ABSTRACT Dictionary-based approaches to computational text analysis have been shown to perform relatively poorly, particularly when the dictionaries rely on simple bags of words, are not specified for the domain under study, and add word scores without weighting. While machine learning approaches usually perform better, they offer little insight into (a) which of the assumptions underlying dictionary approaches (bag-of-words, domain transferability, or additivity) impedes performance most, and (b) which language features drive the algorithmic classification most strongly. To fill both gaps, we offer a systematic assumption-based error analysis, using the integrative complexity of social media comments as our case in point.
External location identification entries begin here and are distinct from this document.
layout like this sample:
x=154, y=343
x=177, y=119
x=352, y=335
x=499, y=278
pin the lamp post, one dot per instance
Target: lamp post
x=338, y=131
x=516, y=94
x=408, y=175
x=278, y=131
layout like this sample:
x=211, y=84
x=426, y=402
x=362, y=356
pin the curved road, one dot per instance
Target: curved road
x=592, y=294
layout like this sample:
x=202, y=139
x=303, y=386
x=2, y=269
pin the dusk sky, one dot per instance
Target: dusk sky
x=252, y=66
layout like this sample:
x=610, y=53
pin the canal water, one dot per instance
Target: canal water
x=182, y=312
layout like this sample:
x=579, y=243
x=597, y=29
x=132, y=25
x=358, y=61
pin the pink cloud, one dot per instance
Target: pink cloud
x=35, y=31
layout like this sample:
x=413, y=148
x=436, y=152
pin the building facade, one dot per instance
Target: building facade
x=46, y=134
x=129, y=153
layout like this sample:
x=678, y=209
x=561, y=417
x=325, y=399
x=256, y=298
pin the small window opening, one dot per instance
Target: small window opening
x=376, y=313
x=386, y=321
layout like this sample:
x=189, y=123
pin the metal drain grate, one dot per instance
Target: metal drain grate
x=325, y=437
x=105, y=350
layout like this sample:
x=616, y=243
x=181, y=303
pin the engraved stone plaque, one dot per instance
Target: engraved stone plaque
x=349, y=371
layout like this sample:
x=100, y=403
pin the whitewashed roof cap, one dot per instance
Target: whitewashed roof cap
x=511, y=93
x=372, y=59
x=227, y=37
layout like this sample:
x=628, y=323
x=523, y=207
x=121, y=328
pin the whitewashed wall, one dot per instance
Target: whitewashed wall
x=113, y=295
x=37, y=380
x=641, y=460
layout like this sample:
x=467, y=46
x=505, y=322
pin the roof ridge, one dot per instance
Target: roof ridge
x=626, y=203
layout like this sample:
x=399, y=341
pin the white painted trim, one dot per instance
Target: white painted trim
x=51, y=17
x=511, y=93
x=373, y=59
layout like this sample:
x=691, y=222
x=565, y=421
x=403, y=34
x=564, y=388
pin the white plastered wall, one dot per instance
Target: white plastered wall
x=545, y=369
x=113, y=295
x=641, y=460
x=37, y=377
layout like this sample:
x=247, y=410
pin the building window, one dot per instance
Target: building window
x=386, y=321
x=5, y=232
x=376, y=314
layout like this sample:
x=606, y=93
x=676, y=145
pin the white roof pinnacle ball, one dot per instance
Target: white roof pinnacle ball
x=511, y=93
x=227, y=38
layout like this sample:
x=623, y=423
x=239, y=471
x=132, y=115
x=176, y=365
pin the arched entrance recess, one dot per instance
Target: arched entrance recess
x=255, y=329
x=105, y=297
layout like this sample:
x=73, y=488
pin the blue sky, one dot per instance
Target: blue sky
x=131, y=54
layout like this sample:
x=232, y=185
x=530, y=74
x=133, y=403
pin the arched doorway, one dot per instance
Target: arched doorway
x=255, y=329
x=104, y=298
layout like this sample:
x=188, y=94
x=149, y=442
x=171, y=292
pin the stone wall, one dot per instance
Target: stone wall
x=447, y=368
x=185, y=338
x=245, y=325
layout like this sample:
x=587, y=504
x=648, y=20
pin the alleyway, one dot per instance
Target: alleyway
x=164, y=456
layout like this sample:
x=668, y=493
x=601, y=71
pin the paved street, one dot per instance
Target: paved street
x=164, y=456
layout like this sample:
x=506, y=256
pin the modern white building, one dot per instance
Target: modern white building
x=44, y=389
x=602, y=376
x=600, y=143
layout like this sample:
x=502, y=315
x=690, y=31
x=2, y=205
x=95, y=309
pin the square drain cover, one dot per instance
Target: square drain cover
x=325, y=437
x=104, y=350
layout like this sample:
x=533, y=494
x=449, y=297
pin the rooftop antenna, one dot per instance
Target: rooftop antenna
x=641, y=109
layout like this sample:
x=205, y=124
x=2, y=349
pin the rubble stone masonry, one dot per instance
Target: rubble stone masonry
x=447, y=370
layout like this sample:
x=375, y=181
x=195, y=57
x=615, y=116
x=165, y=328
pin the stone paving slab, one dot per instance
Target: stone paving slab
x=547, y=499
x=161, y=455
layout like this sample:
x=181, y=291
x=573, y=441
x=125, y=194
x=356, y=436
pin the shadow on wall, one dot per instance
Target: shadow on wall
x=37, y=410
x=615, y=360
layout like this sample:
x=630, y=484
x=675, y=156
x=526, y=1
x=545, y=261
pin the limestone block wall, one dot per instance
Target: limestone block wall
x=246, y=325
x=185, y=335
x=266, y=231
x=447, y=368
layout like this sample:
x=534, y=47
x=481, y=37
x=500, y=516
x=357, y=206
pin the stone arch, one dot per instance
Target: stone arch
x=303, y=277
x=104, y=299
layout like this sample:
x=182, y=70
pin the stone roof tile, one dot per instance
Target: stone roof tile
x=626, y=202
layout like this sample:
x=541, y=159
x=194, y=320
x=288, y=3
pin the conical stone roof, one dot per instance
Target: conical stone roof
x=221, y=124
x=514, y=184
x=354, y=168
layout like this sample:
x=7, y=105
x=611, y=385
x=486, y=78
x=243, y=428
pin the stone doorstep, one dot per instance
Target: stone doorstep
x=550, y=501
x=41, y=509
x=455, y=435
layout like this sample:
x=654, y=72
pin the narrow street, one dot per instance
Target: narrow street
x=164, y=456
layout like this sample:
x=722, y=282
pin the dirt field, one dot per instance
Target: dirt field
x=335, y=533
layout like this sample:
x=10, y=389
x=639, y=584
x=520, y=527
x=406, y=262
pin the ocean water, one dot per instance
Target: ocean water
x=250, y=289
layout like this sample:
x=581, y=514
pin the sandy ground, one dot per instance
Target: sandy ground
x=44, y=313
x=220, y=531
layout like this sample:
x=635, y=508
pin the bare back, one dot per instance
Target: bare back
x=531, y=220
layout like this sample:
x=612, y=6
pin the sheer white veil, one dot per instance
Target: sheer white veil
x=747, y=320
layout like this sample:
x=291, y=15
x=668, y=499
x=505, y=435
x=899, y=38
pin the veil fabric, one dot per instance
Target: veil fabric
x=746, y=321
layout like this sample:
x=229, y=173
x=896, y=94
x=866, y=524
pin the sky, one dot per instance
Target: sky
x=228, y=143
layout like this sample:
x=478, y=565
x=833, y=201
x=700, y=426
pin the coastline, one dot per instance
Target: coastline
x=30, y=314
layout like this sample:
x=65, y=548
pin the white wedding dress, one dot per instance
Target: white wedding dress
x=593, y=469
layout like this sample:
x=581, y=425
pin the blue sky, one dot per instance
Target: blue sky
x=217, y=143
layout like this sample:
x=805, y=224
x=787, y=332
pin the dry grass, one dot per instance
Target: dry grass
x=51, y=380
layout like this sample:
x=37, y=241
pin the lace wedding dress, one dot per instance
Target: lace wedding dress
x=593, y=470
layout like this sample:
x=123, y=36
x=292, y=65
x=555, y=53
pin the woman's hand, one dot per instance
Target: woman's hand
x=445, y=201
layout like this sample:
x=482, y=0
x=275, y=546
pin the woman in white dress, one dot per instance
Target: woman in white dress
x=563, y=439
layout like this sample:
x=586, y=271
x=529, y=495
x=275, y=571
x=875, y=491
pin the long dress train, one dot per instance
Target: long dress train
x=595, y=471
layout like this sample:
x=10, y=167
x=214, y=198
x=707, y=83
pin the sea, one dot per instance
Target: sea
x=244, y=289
We show that attacking the additivity assumption offers the strongest potential for improving dictionary performance. We also propose to combine off-the-shelf dictionaries with supervised “glass box” machine learning algorithms (as opposed to the usual “black box” machine learning approaches) to classify texts and learn about the most important features for classification. This dictionary-plus-supervised-learning approach performs similarly well as classic full-text machine learning or deep learning approaches, but yields interpretable results in addition, which can inform theory development on top of enabling a valid classification.
用“玻璃盒”机器学习增强理论知情词典方法:社交媒体评论中整合复杂性的案例
摘要基于词典的计算文本分析方法表现相对较差,尤其是当词典依赖于简单的单词袋,没有为研究领域指定,并且在没有加权的情况下添加单词得分时。虽然机器学习方法通常表现更好,但它们几乎没有深入了解(a)字典方法背后的哪些假设(单词袋、域可转移性或可加性)对性能的影响最大,以及(b)哪些语言特征对算法分类的驱动力最强。为了填补这两个空白,我们提供了一个系统的基于假设的错误分析,以社交媒体评论的综合复杂性为例。我们表明,攻击可加性假设为提高字典性能提供了最大的潜力。我们还建议将现成的词典与有监督的“玻璃盒”机器学习算法(与通常的“黑匣子”机器学习方法相反)相结合,对文本进行分类,并了解最重要的分类特征。这种字典加监督学习方法的性能与经典的全文机器学习或深度学习方法类似,但还产生了可解释的结果,这可以为理论发展提供信息,同时实现有效的分类。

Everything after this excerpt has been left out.